Now, for the first time, researchers have successfully used bacteriophages to treat an antibiotic-resistant mycobacterial lung infection, clearing the way for a young patient with cystic fibrosis to receive a life-saving lung transplant. The successful use of phages to treat a Mycobacterium abscessus lung infection was reported in a case study published in Cell through an article titled, “Host and pathogen response to bacteriophage engineered against Mycobacterium abscessus lung infection.”
“We had tried unsuccessfully for years to clear the mycobacterial infection with a variety of antibiotics,” explained lead study investigator Jerry Nick, MD, director of the adult cystic fibrosis program at National Jewish Health. “When we used the bacteria’s own natural enemies, we were able to clear the infection, which resulted in a successful lung transplant.”
Cystic fibrosis is an inherited disease that causes a buildup of thick mucus in the lungs, leading to repeated bacterial infections that damage the lungs and can cause respiratory failure. Although new treatments have greatly improved the prognosis for people with cystic fibrosis, life expectancy remains significantly reduced.
Mycobacteria are a common and widespread genus of bacteria that can cause tuberculosis, leprosy, and nontuberculous mycobacterial (NTM) infections. Mycobacterium abscessus is a particularly aggressive and challenging NTM infection. Combinations of multiple antibiotics and treatment extending a year or longer are often unsuccessful. National Jewish Health has the most extensive adult cystic fibrosis program in the country and is a leading center for treating NTM infections.
“I am so grateful for the effort, persistence, and creativity of all the people who were involved in my treatment,” said Jarrod Johnson, recipient of the lung transplant. “I thought I was going to die. They have literally saved my life.”

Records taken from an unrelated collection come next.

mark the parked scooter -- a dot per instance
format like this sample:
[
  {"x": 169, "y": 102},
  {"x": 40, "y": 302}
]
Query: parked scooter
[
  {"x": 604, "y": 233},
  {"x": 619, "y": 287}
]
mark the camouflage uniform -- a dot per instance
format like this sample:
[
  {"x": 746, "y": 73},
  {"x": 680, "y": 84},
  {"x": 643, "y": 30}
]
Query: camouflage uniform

Johnson is a 26-year-old cystic fibrosis patient who has suffered repeated lung infections throughout his life. As a child, he was admitted to various hospitals several times a year. As an adult, he experienced a rapid decline in his lung function following a persistent Mycobacterium abscessus infection over a six-year period and received several unsuccessful treatments. By 2020, his lung function had fallen below 30%. Without a lung transplant, doctors felt he was likely to die in only a few years.

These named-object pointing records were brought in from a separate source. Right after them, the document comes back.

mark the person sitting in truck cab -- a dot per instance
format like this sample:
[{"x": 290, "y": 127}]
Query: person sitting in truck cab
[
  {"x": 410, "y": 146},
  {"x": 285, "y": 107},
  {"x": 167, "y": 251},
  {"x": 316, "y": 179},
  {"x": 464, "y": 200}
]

Johnson had been refused transplants by three transplant centers, primarily because of his mycobacterial infection. Mycobacteria can spread from the lungs to the skin and other tissues, which can plague transplant recipients on immunosuppressive medications. Nick and his team at National Jewish Health considered phages as a potential treatment option. Johnson was hospitalized at Saint Joseph Hospital in Denver, where he spent more than 200 days the year before receiving phage treatment.

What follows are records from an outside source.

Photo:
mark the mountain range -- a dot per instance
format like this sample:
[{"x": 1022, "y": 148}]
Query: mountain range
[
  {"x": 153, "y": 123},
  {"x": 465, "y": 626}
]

“Two mycobacteriophages were administered intravenously to a male with treatment-refractory Mycobacterium abscessus pulmonary infection and severe cystic fibrosis lung disease. The phages were engineered to enhance their capacity to lyse M. abscessus and were selected specifically as the most effective against the subject’s bacterial isolate,” the authors wrote. “In the setting of compassionate use, the evidence of phage-induced lysis was observed using molecular and metabolic assays combined with clinical assessments. M. abscessus isolates pre- and post-phage treatment demonstrated genetic stability, with a general decline in diversity and no increased resistance to phage or antibiotics. The anti-phage neutralizing antibody titers to one phage increased with time but did not prevent clinical improvement throughout the course of treatment.”
Phages are often specific to only a few types of bacteria. In 2016, Nick and his colleagues sent samples of the Mycobacterium abscessus from Johnson’s lungs in search of a phage that could kill the mycobacterium. Graham Hatfull, PhD, professor of biological sciences, University of Pittsburg, and his team screened dozens of phage candidates and identified two that efficiently killed the mycobacterium infecting Johnson’s lungs. These were genetically engineered to optimize their potential.
“This research can serve as a roadmap for future use of phages to treat patients with severe Mycobacterium abscessus lung infection and to save lives,” concluded Nick.